Weißer Zug, roter Streifen, flache Nase – seit nunmehr 30 Jahren rauschen die Intercity-Express-Züge (ICE) der Deutschen Bahn (DB) über die Schienen. „Wer den ICE damals das erste Mal durch die Landschaft zischen sah, der sah die Zukunft“, sagte Bundespräsident Frank-Walter Steinmeier bei der Jubiläumsveranstaltung im Berliner Hauptbahnhof am Dienstag. Das Reisen im ICE sei sanft, schnell und elektrisch – „die Mobilität des 21. Jahrhunderts, bereits seit 1991 im Taktverkehr“, sagte Steinmeier.
Der Hochgeschwindigkeitszug sei „ein konkurrenzfähiges Angebot zum inländischen Flugverkehr“. Eine der Antworten auf die dringende Frage nach der Reduktion des CO2-Ausstoßes sei „mit dem ICE eigentlich schon seit 30 Jahren verfügbar“, sagte Steinmeier.

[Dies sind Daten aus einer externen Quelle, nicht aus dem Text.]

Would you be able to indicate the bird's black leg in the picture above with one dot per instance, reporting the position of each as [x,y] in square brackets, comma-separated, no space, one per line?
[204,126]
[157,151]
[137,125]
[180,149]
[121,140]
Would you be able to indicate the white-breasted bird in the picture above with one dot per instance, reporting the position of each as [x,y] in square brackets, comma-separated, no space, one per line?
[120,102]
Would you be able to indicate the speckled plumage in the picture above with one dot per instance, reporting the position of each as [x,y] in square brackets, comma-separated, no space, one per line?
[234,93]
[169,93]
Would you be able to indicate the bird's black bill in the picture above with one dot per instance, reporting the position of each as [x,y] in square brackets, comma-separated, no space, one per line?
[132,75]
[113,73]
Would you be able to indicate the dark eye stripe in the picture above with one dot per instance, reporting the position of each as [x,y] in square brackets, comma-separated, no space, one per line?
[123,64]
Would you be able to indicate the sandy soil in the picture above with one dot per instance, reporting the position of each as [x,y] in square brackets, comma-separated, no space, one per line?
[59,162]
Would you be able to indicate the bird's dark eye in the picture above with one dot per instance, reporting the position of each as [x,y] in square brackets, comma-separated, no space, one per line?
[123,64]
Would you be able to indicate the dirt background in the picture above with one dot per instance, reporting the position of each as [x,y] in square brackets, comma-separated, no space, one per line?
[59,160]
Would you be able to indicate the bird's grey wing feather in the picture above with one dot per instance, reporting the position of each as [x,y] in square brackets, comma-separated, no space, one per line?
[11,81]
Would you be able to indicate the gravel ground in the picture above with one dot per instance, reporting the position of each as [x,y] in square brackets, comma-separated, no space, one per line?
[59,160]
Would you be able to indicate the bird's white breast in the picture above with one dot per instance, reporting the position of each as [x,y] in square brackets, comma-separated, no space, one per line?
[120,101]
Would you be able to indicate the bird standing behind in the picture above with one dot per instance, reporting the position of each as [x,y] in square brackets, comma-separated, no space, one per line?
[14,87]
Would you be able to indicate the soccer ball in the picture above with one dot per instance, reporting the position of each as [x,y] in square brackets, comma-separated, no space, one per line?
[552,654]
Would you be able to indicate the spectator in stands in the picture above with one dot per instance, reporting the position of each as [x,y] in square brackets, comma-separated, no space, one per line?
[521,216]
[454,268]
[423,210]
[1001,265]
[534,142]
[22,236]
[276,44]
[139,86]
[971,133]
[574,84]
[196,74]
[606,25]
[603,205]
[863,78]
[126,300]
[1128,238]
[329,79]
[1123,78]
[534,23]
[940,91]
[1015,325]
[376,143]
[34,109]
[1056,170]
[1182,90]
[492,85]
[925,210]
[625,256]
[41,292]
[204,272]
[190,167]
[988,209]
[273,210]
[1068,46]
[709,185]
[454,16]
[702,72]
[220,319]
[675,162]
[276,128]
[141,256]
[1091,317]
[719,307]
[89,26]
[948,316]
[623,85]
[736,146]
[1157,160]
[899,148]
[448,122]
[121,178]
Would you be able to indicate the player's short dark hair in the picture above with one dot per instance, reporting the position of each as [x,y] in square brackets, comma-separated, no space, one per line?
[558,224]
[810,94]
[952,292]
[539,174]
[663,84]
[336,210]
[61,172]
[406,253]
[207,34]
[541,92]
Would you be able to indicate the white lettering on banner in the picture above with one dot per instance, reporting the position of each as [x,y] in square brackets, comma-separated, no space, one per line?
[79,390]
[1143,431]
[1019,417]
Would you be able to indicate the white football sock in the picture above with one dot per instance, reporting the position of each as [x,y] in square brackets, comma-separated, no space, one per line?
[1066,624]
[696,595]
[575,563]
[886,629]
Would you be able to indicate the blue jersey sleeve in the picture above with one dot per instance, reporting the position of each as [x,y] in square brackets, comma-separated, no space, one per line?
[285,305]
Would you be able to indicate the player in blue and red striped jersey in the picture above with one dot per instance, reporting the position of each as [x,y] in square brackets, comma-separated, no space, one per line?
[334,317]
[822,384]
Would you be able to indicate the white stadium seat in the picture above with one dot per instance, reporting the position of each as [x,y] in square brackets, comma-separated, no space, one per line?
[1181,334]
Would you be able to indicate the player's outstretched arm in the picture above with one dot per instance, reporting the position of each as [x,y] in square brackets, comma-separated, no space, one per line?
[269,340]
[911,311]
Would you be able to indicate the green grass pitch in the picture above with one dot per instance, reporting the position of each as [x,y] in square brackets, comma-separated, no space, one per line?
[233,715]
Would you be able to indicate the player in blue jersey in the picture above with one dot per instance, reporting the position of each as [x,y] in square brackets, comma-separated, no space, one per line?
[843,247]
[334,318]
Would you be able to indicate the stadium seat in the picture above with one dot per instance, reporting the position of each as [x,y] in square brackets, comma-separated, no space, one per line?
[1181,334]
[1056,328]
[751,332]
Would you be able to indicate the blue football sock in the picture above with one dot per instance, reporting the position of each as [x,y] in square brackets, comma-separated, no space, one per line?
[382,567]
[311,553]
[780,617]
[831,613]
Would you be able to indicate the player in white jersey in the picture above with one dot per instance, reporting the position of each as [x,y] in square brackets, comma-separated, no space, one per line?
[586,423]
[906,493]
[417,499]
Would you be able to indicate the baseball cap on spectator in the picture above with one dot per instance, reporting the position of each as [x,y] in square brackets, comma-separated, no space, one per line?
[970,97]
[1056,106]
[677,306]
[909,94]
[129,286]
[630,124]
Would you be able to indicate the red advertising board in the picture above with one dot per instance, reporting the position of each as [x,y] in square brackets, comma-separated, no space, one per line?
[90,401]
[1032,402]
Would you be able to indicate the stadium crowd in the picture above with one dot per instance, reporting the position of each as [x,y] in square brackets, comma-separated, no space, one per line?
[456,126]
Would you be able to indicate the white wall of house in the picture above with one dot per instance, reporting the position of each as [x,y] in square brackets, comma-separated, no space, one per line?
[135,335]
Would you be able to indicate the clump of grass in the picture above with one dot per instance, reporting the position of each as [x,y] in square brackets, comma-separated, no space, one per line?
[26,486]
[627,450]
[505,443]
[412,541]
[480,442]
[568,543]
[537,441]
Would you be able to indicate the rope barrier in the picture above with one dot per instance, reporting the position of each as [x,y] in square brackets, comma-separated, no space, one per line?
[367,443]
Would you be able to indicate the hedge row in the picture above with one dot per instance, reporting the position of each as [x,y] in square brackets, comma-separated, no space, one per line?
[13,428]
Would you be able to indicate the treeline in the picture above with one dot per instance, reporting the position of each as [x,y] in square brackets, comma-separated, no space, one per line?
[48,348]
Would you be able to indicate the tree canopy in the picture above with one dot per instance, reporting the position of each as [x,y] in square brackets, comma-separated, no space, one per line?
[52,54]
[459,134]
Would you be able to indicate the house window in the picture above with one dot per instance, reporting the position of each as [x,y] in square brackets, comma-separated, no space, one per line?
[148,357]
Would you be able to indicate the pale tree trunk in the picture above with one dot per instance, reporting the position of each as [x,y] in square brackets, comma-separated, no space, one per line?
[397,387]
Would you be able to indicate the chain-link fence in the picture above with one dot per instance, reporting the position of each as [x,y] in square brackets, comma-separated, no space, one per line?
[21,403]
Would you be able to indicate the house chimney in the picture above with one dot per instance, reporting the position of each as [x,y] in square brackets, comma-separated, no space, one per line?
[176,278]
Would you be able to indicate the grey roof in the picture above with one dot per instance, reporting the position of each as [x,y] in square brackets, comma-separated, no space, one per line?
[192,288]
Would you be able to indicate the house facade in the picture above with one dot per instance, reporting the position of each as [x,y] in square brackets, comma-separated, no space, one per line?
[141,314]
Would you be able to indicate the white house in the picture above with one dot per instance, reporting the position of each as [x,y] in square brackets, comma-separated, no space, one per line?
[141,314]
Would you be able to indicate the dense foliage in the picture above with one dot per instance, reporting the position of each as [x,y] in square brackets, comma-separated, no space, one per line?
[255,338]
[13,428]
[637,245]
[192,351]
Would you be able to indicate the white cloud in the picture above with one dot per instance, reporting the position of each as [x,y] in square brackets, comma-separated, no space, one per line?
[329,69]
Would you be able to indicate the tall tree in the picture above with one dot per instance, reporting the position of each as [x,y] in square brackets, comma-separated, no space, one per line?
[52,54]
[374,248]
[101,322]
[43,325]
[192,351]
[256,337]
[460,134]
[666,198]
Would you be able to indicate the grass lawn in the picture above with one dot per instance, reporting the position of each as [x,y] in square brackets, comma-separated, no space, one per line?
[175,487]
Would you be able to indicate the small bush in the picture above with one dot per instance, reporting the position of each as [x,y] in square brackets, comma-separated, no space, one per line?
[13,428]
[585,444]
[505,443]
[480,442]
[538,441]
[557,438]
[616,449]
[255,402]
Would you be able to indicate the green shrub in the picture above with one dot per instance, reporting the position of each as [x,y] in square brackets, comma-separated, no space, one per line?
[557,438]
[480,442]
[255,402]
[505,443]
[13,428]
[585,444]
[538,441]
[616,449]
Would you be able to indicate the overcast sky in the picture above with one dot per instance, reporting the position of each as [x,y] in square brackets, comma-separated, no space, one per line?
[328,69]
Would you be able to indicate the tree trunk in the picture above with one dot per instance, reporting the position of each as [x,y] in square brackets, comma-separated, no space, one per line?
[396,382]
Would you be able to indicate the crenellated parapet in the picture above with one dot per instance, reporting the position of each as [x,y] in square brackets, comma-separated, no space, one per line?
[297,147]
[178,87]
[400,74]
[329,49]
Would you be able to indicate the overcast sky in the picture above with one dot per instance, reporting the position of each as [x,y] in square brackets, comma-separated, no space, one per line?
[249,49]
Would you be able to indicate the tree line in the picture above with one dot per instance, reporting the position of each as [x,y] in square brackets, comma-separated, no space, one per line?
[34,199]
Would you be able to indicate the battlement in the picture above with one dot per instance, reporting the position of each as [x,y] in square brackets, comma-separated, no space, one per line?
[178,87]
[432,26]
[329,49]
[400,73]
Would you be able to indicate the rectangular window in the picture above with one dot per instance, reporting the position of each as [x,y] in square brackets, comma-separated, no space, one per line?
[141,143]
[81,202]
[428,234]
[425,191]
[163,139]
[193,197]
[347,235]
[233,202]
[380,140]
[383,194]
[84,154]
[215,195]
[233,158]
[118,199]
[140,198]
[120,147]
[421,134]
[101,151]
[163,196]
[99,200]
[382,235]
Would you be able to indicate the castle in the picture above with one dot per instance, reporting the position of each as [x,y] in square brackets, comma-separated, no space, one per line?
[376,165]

Im Rahmen der Jubiläumsveranstaltung taufte Steinmeier einen ICE der 4. Generation auf den Namen „Bundesrepublik Deutschland“. Der „XXL-ICE“ bietet auf 374 Metern Länge Platz für über 900 Passagiere. Und „natürlich ist er energieeffizienter als seine Vorgänger“, sagte Steinmeier.
Auch Bundesverkehrsminister Andreas Scheuer (CSU) beglückwünschte die DB zum 30-jährigen Jubiläum. „Wir wollen nach Corona, dass die Menschen die tiefe Sehnsucht nach Freiheit und Reisen wieder ausleben“, sagte der Bundesverkehrsminister. Dafür sei aber auch der Ausbau von Trassen nötig. Bei diesem Projekt gebe es noch „Beschleunigungsbedarf“, sagte Scheuer.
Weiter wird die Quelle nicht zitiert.